Phone hacking: Daily Mail's Paul Dacre defends PCC
- Published
Self-regulation is the "only viable way" of policing a free press, claims the editor-in-chief of the Daily Mail.
Paul Dacre made the comments during a seminar on press regulation held ahead of the start of Lord Justice Leveson's inquiry on phone hacking.
Former Sun editor Kelvin MacKenzie dismissed the inquiry as unnecessary.
He said he believed David Cameron had set it up to "escape his own personal lack of judgement" in hiring former News of the World editor Andy Coulson.
The seminar is looking at issues surrounding media conduct, the future of self-regulation and ways to address breaches of standards.
In his speech, held at the QE2 Conference Centre in Westminster, Mr Dacre said: "Such practices (phone hacking) are a disgrace and have shocked and shaken us all.
"They need to be purged from journalism and reforms instigated to prevent such criminal activities ever happening again."
Mr Dacre said although the PCC was "naive" in its investigation of phone hacking, it was unfair to suggest the scandal proved the PCC did not work.
"The truth is that the police should have investigated this crime properly and prosecuted the perpetrators," he said.
"If phone hacking results in the abolition of the PCC, then logically it should result in the abolition of the police and the CPS (Crown Prosecution Service)."

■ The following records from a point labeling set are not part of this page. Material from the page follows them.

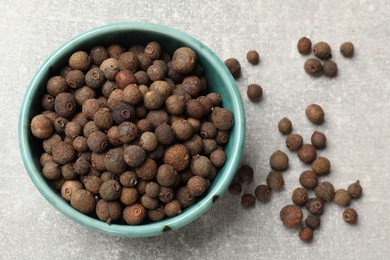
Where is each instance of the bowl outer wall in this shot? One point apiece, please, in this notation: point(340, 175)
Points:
point(218, 78)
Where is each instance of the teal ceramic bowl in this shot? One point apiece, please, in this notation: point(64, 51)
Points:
point(219, 80)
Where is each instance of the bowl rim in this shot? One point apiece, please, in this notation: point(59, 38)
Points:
point(149, 229)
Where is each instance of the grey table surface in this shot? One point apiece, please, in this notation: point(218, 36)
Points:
point(357, 106)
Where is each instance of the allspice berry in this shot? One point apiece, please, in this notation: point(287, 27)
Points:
point(285, 126)
point(304, 46)
point(355, 190)
point(248, 200)
point(325, 191)
point(234, 67)
point(291, 216)
point(253, 57)
point(254, 92)
point(42, 127)
point(321, 166)
point(134, 214)
point(294, 142)
point(313, 67)
point(307, 153)
point(315, 114)
point(342, 198)
point(83, 201)
point(279, 161)
point(350, 216)
point(306, 234)
point(347, 49)
point(318, 140)
point(263, 193)
point(322, 50)
point(300, 196)
point(275, 180)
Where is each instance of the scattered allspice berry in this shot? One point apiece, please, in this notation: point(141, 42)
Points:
point(350, 215)
point(279, 161)
point(294, 142)
point(355, 190)
point(342, 198)
point(318, 140)
point(313, 67)
point(322, 50)
point(263, 193)
point(285, 126)
point(304, 46)
point(234, 67)
point(254, 92)
point(315, 114)
point(291, 216)
point(306, 234)
point(347, 49)
point(248, 200)
point(253, 57)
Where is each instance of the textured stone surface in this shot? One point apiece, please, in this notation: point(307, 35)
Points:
point(357, 106)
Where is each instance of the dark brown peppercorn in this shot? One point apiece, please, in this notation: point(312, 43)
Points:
point(56, 85)
point(248, 200)
point(65, 104)
point(222, 118)
point(322, 50)
point(134, 214)
point(315, 114)
point(134, 155)
point(308, 179)
point(306, 234)
point(263, 193)
point(166, 175)
point(253, 57)
point(110, 190)
point(313, 67)
point(108, 211)
point(254, 92)
point(79, 60)
point(355, 190)
point(342, 198)
point(315, 206)
point(321, 166)
point(304, 46)
point(245, 174)
point(275, 180)
point(307, 153)
point(291, 216)
point(235, 189)
point(197, 186)
point(279, 161)
point(184, 60)
point(325, 191)
point(294, 142)
point(318, 140)
point(63, 153)
point(300, 196)
point(97, 141)
point(177, 156)
point(285, 126)
point(350, 216)
point(330, 68)
point(313, 221)
point(234, 67)
point(69, 187)
point(83, 201)
point(172, 208)
point(347, 49)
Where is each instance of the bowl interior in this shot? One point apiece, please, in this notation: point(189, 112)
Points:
point(218, 78)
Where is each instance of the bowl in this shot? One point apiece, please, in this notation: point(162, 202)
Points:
point(219, 80)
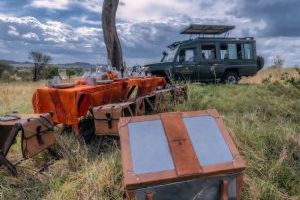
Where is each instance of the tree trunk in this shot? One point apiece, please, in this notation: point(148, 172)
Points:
point(111, 39)
point(35, 73)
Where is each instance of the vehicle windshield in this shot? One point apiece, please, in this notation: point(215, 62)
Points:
point(169, 54)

Mr Dacre announced that a new corrections and clarifications column would be published on page two of all Associated Press newspapers.
Fleet Street culture
Mr Dacre, who is the editor-in-chief of Associated Press which publishes the Daily Mail, Mail on Sunday and the Metro newspapers, also accused politicians of seeking revenge on newspapers by criticising the measures taken to investigate phone hacking.

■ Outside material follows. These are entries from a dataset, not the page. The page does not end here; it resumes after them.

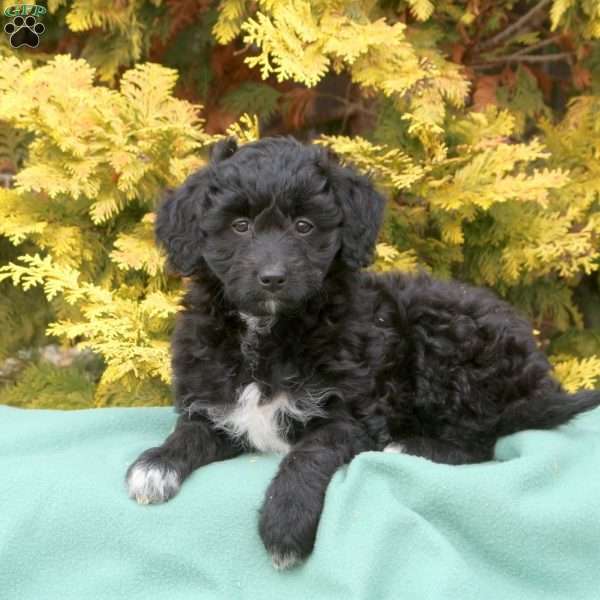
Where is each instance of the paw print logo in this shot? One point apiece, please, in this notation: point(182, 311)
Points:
point(24, 31)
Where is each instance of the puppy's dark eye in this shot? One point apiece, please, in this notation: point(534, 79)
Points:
point(303, 226)
point(241, 225)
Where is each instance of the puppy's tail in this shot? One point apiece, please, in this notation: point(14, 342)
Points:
point(546, 412)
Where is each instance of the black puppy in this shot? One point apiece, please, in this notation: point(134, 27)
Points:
point(284, 345)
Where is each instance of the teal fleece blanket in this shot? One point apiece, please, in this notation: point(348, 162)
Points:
point(526, 526)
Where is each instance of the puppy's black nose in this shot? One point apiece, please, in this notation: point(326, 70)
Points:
point(272, 277)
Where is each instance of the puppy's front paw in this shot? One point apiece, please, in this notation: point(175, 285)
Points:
point(152, 479)
point(288, 526)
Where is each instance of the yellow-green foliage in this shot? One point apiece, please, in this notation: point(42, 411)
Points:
point(501, 192)
point(99, 161)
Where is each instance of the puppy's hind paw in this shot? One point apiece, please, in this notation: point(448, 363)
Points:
point(152, 481)
point(286, 561)
point(395, 448)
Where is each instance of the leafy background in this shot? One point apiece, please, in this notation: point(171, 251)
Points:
point(479, 119)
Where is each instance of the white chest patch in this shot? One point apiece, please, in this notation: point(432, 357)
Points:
point(263, 425)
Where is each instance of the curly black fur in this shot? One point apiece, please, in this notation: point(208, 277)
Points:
point(281, 319)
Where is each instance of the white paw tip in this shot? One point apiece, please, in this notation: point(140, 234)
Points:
point(285, 561)
point(395, 448)
point(150, 485)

He said the judicial inquiry had more powers than the Chilcot Inquiry which looked into the Iraq War.
The editor talked of the "rank smells of hypocrisy in the political class's current moral indignation over the British press that dared to expose their greed and corruption".
Mr Dacre said the Press Complaints Commission had changed the "culture of Fleet Street" and its Editors' Code was strictly adhered to.
He said self-regulation in a "beefed-up form" would be the "only way of preserving the freedom of the press", and if reforms were to happen, then he preferred the idea of a newspaper ombudsman who could deal specifically with press standards.
'Political friendship'
In his speech to the seminar, Mr Mackenzie criticised the prime minister's relationship with Rupert Murdoch.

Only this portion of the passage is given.